I gulped as I held my half gingerly in my hooves.
“Caught by what? We’re nowhere near any of the plantations or their dogs,” I said, hoping she wouldn’t answer.
But she did.
“By whatever is still crawling around out there,” Candy Cane said simply.
She got to her four hooves and led me through yet another partially-collapsed tunnel with a black, opaque hole at its end – our exit. Another. Partially. Collapsed. Tunnel. It was something she seemed completely used to. Me? Not so much. The last thing I wanted was to get pancaked by a cave in.
But getting crushed by rocks was the least of my worries. Especially not in that forsaken place.

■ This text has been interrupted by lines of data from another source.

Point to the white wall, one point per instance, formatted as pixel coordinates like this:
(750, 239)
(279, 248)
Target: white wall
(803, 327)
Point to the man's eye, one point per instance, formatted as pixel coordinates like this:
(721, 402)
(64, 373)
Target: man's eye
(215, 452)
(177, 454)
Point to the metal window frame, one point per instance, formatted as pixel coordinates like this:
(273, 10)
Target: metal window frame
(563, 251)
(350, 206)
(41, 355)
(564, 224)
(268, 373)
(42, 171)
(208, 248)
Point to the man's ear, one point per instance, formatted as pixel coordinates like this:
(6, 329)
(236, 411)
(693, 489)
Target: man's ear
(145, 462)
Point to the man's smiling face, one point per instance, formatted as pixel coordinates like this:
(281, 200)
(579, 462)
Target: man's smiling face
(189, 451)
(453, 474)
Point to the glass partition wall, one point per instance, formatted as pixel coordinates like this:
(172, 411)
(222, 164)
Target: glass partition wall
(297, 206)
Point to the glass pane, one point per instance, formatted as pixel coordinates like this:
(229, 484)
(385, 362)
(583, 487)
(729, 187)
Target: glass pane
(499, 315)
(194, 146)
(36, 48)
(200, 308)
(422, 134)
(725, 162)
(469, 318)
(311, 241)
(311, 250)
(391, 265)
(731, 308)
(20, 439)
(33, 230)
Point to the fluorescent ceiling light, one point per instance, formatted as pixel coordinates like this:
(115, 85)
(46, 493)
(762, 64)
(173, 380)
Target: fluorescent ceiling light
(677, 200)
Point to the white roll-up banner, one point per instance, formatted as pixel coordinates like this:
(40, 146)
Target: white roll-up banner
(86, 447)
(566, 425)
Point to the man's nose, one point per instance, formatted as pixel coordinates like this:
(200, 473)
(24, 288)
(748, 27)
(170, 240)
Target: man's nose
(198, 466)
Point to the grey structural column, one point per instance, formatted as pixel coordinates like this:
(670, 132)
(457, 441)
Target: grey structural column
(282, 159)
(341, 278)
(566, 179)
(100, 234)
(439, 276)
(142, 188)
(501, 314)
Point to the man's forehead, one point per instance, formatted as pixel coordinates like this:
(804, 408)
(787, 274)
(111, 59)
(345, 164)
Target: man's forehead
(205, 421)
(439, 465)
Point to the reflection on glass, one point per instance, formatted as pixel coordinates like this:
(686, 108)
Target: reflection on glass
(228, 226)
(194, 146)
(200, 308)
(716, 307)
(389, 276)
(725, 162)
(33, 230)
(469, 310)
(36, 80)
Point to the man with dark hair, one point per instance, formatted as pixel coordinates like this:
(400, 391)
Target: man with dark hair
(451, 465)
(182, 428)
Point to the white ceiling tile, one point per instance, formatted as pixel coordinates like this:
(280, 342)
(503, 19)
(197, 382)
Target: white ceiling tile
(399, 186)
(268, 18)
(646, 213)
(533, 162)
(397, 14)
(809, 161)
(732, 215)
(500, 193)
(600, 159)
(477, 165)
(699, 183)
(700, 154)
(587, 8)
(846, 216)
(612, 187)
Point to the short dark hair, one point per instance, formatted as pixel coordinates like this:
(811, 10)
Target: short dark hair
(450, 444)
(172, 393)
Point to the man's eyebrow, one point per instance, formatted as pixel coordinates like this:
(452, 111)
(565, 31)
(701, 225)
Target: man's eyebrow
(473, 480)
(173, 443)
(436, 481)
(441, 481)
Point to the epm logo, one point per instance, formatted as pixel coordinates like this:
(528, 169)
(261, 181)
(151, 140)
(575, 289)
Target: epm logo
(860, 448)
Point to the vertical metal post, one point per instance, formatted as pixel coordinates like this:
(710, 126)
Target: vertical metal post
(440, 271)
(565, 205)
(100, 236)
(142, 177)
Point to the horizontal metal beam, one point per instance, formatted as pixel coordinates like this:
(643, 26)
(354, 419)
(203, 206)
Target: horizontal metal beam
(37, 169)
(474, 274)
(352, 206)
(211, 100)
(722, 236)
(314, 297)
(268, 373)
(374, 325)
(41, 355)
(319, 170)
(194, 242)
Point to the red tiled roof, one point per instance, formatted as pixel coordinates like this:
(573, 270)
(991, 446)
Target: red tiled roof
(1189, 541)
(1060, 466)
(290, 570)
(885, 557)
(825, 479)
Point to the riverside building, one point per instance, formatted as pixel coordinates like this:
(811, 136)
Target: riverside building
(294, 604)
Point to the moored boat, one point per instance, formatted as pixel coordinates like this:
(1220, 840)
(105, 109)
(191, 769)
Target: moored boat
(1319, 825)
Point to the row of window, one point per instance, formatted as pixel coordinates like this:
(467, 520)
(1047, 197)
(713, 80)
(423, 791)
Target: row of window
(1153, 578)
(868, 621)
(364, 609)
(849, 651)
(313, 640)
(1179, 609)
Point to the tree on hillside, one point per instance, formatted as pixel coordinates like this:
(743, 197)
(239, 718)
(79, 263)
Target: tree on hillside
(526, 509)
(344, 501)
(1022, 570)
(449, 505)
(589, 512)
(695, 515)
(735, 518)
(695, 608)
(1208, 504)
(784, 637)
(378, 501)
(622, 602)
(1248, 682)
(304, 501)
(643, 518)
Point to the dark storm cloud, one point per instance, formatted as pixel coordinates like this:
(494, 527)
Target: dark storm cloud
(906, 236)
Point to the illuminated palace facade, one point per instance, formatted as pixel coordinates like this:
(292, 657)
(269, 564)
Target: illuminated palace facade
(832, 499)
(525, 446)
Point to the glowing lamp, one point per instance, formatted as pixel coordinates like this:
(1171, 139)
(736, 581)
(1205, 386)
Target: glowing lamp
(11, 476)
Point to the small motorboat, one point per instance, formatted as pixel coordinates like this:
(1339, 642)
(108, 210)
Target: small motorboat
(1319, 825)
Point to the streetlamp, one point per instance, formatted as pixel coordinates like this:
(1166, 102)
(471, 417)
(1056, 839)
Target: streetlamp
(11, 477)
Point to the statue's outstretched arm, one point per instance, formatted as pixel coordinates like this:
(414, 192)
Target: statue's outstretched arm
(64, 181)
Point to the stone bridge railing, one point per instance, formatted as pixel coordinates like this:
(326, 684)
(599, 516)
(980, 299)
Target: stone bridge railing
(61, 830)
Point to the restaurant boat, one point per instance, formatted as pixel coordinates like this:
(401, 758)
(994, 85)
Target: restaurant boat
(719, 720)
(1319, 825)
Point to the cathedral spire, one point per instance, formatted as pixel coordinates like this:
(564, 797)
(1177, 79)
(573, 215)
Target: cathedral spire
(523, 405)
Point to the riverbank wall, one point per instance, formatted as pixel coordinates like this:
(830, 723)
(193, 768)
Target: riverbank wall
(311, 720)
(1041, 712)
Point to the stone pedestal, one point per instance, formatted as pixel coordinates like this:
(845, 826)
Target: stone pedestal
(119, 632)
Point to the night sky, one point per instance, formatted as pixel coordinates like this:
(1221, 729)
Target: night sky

I paused for a moment to replace the batteries of my flashlight. They were completely drained. I started after her, checking my pistol and ejecting its magazine to eyeball the rounds loaded within.
“Red Dawn?” someone whispered, close enough to feel its glacial breath against the inside of my ear.
Chills skittered down my spine. Dense trails of mist seethed from my lips with every shallow breath I took.
I shook my head.
My horn glowed wearily and I slid my magazine home, making my way toward Candy Cane who was waiting for me – halfway down the tunnel.
Behind me, I heard the faint sounds of crumbling rocks shifting underhoof.